Coping with chronic fibromyalgia pain is a difficult task to say the least. Chronic relentless pain may result in a number of consequences including sleep impairment, increased fatigue, difficulty coping with everyday stressors, depression, an impaired immune system, irritability, difficulty concentrating, difficulty with decision making, reluctance to socialize, loss of personal relationships, inability to complete daily tasks, inability to participate in activities, and feelings of grief, loss, loneliness, sadness, anger, and frustration, just to name a few. In addition, fibromyalgia is an illness that is poorly understood by family, friends and healthcare professionals. Chronic fibromyalgia pain significantly impairs quality of life and can result in a downward spiral in physical and emotional health.
So how do you possibly cope with this life challenge? This is actually a very complex question that requires a complex answer, but for now I'm going to concentrate on a few key components. The first step in coping with your pain is to identify those people that make up your support system. Make a list of every person no matter how big or small their supportive contribution may be. Start a list that defines your support structure including your family members, your medical team, friends, acquaintenances, your hardware guy, your housekeeper, a support group, your clergy -- anyone that is there for you. It may even be a total stranger. This takes a great deal of honesty on your part and you will have to carefully think about the type of support you need. You can always add to the list or subtract from the list. You will either be surprised at how large your support base is or you will be able to identify holes in your support system and then you will know where to increase your support. This list will probably change as your relationships change. There are times when someone comes into our life and they make one beneficial contribution to your wellbeing. That is a gift when someone touches your life. It may be the only reason that person entered your life; they may not have been in your life for a long term relationship. That includes your doctors too. You will most likely add new friends, and other people may drift apart from you. That's just the natural cycle of relationships. As you build your support foundation you will feel more in control, which will ease some of the tension in your body and can help take a little edge off your pain.
The next thing you can do to cope with fibromyalgia pain is to be your own best friend. Build rest, exercise and activity into your day. Again, be honest with yourself. Don't overbook your "dance card" unless it absolutely cannot be avoided. Working to balance rest and activity is a critical component to help your body regain homeostasis or life balance. Your body will thank you! This is one of the most difficult tasks for a person with fibromyalgia, because we remember when we were running around like our hair was on fire and we long for those days! That phase of your life is probably over and now you are in another phase of your life. Remember to use positive self-talk and be kind and gentle with yourself. Get involved in one or two activities that give you social time that doesn't zapp your energy. I joined a gentle yoga group, which gives me some social time, a little exercise and some meditation too. Good stuff! Another activity I do is light gardening -- dirt therapy!
Another important component is for you to be in charge of your life. Being in charge of your own life is liberating and keeps your spirits up. When you are in charge of you it is empowering and that will reduce feelings of anger, frustration and depression. This will most likely improve your fatigue a bit too and that can't hurt!
Learn more about the medications that are used to treat fibromyalgia symptoms and be your own advocate in building a solid medical team. Being completely pain free isn't realistic, but you should be able to partner with your doctors to reduce the pain you experience every day and that will help you cope. The other key element is getting some sleep. Focus on identifying sleep strategies that work for you including medications such as a muscle relaxer, medication for restless leg syndrome, a hypnotic sleep medication, pain medication and others. Even if the sleep you get isn't completely refreshing sleep, you still need to maximize and improve the quality of your sleep. It works wonders!

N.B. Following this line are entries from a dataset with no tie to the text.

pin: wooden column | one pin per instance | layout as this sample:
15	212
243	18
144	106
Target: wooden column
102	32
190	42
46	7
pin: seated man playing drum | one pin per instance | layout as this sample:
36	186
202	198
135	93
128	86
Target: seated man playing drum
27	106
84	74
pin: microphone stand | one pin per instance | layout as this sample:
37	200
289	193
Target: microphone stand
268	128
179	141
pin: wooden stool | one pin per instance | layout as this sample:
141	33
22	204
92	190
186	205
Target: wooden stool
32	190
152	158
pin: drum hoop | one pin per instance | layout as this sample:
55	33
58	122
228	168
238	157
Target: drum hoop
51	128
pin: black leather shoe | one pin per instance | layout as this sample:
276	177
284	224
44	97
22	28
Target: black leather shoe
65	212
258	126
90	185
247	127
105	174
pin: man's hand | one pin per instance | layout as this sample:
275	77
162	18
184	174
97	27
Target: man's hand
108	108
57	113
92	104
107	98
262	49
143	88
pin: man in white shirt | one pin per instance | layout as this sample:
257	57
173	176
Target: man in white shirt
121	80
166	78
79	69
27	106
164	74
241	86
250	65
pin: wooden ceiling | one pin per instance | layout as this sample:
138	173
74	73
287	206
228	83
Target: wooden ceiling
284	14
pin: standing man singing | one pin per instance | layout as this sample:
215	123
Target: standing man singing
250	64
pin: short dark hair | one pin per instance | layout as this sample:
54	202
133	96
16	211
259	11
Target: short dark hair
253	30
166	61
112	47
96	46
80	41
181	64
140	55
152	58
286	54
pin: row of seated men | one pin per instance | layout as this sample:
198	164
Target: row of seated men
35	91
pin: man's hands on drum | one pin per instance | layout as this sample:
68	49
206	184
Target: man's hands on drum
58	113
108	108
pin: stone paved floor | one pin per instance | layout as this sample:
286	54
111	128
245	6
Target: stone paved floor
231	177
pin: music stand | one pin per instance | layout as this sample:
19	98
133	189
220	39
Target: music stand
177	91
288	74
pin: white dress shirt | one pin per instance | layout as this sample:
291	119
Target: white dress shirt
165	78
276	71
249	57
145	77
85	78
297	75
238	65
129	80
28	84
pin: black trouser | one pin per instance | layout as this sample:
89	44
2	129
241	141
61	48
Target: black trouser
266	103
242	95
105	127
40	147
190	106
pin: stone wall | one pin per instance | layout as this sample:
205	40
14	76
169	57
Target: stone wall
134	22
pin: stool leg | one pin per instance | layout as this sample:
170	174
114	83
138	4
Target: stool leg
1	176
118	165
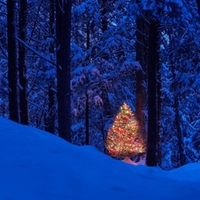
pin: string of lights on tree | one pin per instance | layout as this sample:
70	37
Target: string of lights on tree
123	138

Another strategy that will help you cope with fibromyalgia pain is to spend time with domesticated animals. Interacting with animals is soothing and lifts peoples' spirits. If you don't have your own pet, borrow a friend's pet or do a little house sitting. Interacting with animals is therapeutic; your blood pressure will be lower, your tension will decline, and your energy will be better. This is a picture of little cute Hootie keeping a low profile in the back courtyard. He is very fuzzy and tolerates me squeezing him. He's one of my gardening buddies too.
Another activity you can do to cope and help reduce your pain and make your pain a little less significant in your life is to begin by sitting in a comfortable chair. Visualize your pain first in bright colors and think about how that pain feels, then visualize the pain in black and white . . . how does your pain feel now? Next make that black and white visualized pain very large until it fills the room and note how that makes you feel. Next visualize the pain as very small and inconsequential. Lastly, put that small, black and white visual of your pain in a corner of the room where it is out of the way and not easily noticed. Think about how that makes you feel. You may be surprised to realize that your pain is a little less edgy and doesn't hold the same significance it did prior to this simple exercise.
Well, that's all I have for now. I hope my thoughts on coping with fibromyalgia pain have been helpful. My best to everyone! May you be well and enjoy every day, because every day is a gift.